Two days later, I got the first check which took 10 days to get here. Why? Because when the first check was mailed the person putting the stamp on it accidentally tore it in half so there was a 1/8 inch gap between the top and bottom half of the stamp. Electronic scanners could not pick up the stamp so it had to be sorted by hand.
I just wire funds.
Dump ‘em...altogether...and flush....twice...keep flushing...as long as it takes...
Meanwhile I’ve dropped stuff in the drop boxes in the morning and had it arrive at the destination the same day.
Sometimes stuff gets lost. The USPS delivers at least one item to pretty much every single home in the country every day. You’re talking about close to a billion individual items a week, and yeah they lost 1 for a couple of days, but they managed to find it.
When the cost of a First Class letter was $.02, A letter sent from Chicago to New York was generally delivered the next day. Next day delivery now would cost $13.05. What's that, about a 65,000% increase?

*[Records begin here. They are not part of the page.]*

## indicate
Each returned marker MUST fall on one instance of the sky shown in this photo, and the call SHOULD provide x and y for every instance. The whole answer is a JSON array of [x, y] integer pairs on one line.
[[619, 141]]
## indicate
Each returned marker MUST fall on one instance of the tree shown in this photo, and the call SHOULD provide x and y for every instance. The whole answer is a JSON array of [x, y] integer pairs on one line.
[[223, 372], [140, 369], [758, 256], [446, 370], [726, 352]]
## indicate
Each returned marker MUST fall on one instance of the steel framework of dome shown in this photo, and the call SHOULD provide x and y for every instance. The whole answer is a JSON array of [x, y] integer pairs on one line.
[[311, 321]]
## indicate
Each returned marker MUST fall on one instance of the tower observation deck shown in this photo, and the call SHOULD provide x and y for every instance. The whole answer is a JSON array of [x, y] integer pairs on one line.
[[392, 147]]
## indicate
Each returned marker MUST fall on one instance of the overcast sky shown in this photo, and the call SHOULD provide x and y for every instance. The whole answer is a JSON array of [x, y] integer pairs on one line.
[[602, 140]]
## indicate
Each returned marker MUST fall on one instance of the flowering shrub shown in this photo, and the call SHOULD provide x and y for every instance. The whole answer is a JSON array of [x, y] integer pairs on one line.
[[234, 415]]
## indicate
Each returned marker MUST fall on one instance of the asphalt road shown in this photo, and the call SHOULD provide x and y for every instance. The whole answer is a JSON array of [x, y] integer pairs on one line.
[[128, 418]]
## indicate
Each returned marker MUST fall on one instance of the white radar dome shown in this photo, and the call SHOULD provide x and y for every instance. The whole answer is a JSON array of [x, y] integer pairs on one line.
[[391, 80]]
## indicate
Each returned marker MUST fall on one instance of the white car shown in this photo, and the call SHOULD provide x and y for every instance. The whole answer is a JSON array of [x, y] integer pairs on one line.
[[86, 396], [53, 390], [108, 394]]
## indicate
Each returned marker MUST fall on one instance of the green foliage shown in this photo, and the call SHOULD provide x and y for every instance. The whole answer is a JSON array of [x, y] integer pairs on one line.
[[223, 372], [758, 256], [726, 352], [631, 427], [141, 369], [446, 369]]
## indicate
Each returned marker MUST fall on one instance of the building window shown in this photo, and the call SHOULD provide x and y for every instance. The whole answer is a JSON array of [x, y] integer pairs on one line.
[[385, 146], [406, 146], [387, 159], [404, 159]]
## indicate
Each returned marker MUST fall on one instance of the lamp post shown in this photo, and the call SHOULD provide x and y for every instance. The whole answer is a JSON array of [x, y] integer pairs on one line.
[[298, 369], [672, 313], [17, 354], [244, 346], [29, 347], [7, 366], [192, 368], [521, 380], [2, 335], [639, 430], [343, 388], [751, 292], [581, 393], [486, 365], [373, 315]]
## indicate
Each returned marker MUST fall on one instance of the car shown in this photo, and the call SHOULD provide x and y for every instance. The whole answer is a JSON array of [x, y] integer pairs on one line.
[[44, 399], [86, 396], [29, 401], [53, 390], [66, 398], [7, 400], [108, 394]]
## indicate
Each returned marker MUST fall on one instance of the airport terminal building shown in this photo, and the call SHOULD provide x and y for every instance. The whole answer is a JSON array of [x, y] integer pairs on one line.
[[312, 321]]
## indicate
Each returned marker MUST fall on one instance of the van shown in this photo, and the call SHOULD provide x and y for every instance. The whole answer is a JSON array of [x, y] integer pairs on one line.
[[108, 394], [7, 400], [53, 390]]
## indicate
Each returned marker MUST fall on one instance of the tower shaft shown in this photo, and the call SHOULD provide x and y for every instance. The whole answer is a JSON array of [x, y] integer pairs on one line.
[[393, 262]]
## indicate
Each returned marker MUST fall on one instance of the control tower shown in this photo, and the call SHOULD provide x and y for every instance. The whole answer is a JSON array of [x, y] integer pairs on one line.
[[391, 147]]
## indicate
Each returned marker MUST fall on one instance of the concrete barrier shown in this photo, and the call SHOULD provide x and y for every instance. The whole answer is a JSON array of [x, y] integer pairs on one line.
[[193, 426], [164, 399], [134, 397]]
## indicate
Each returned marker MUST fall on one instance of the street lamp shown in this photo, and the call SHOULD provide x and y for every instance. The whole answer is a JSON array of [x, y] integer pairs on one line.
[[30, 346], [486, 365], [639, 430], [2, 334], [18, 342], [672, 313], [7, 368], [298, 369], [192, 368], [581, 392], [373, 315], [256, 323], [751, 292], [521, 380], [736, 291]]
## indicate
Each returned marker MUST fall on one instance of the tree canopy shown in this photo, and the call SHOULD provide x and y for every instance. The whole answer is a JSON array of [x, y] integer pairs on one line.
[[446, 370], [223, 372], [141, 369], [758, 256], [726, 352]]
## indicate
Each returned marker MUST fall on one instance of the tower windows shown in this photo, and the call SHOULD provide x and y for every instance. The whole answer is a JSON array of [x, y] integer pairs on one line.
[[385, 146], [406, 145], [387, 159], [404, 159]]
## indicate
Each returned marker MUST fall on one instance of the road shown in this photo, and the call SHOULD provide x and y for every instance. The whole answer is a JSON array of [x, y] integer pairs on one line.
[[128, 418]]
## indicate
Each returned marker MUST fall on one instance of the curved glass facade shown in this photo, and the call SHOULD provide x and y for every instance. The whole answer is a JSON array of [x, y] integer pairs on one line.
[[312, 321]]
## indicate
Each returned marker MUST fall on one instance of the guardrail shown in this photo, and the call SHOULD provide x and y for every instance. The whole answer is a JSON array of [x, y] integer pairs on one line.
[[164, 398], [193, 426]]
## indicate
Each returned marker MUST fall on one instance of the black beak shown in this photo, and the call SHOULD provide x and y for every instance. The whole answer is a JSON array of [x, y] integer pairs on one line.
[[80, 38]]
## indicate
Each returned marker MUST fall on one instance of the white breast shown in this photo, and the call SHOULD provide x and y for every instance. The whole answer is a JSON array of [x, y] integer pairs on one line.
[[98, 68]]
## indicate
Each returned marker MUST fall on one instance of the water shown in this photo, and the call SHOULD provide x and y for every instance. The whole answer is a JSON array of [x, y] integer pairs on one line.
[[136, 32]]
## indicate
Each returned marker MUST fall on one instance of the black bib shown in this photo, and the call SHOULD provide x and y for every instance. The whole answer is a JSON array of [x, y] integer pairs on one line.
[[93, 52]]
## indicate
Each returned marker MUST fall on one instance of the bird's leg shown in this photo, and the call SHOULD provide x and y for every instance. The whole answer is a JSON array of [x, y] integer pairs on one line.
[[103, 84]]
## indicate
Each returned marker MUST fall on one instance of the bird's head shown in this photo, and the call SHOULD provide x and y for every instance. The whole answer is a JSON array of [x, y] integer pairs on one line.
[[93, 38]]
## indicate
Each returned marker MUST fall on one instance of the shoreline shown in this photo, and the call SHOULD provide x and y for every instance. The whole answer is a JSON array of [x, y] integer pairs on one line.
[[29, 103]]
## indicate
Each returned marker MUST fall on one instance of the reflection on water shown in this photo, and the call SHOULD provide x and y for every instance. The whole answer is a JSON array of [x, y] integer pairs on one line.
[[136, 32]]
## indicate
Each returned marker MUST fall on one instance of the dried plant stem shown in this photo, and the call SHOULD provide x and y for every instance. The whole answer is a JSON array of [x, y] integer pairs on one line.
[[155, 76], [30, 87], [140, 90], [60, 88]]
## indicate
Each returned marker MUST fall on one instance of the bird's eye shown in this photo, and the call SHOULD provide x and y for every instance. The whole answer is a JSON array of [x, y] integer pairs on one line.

If we were smart we wouldn’t let Barry touch anything! Too late for that.
(I picked 2008 as the last year because the inflation calculator I use ends then and I didn't feel like going to the monthly CPI data.)
Postal rate history (and an interesting inflation adjusted graph) from http://en.wikipedia.org/wiki/History_of_United_States_postage_rates
Inflation calculator as http://www.westegg.com/inflation/
Actually, they don't, although they certainly like to perpetuate this urban legend.
Unlike UPS, FedEx or DHL, The USPS refuses to make street delivery in the City Of Mackinac Island, Michigan, for instance.
When the cost of a First Class letter was $.02, A letter sent from Chicago to New York was generally delivered the next day.
Unlike UPS, FedEx or DHL, The USPS refuses to make street delivery in the City Of Mackinac Island, Michigan, for instance.
And we and our correspondents pay just as much as for those who receive home delivery.
I discussed this with my dad once and he informed me that while he was in New York awaiting deployment to England in 1942, he received a letter from his mother in rural (and I mean rural) Indiana the day after it was post marked.
If we Yanks were smart, Barry wouldn’t be in a position to muck about with anything!
202 BILLION packages a year. Even if there’s a few chunks of the country that they decide not to go to, that’s still a lot of stuff going to a lot of places, 6 days a week, with usually around 48 hour turn over.
Many of the little non-profit churchs are dropping out of Presort because they no longer have 200 members. Same thing with smaller VFW, Legion, DAV posts, etc.
The new Move Update requirements are killing off many of the little guys. And when the IMB's become required many of the remainder will quit rather than buy a computer and software.
Telling them to hire a mail house doesn't sit well either.
The mail houses volumes seems to be increasing again, after a slump of a few months.
Lots of CSRS folks here still waiting for a reason to leave.
I was thinking of a minimum piece count of at least 5,000 (kind of like Canada).
Federal law prohibits private enterprises from competing with the Post Office in the delivery of 1st Class mail. Looking only at express packages, for which consumers are allowed to make market choices, in 2004, UPS handled 13,638,000 packages per day; FedEx handled 3,167,000; DHL 705,000 and the Post Office 149,000.
I think I'll see if I can get the figures on average mailing size at our BMEU.
I'll get it for all mailers except mailing houses since their volumes would skew the figures so far up as to make the data meaningless. Doesn't take too many 500,000 piece mailings to mess up averages for all mailers.
Package - parcel - individually identified/ addressed/ paid for item. 202 BILLION. 3.8 billion a week, half a billion a day, that’s more items in a day than UPS, FedEx and DHL combine for in a year.
Why is it, do you think, that the government has to guarantee the Post Office a monopoly on 1st class mail business and, yet, the Post Office still loses $7 Billion this year on the business?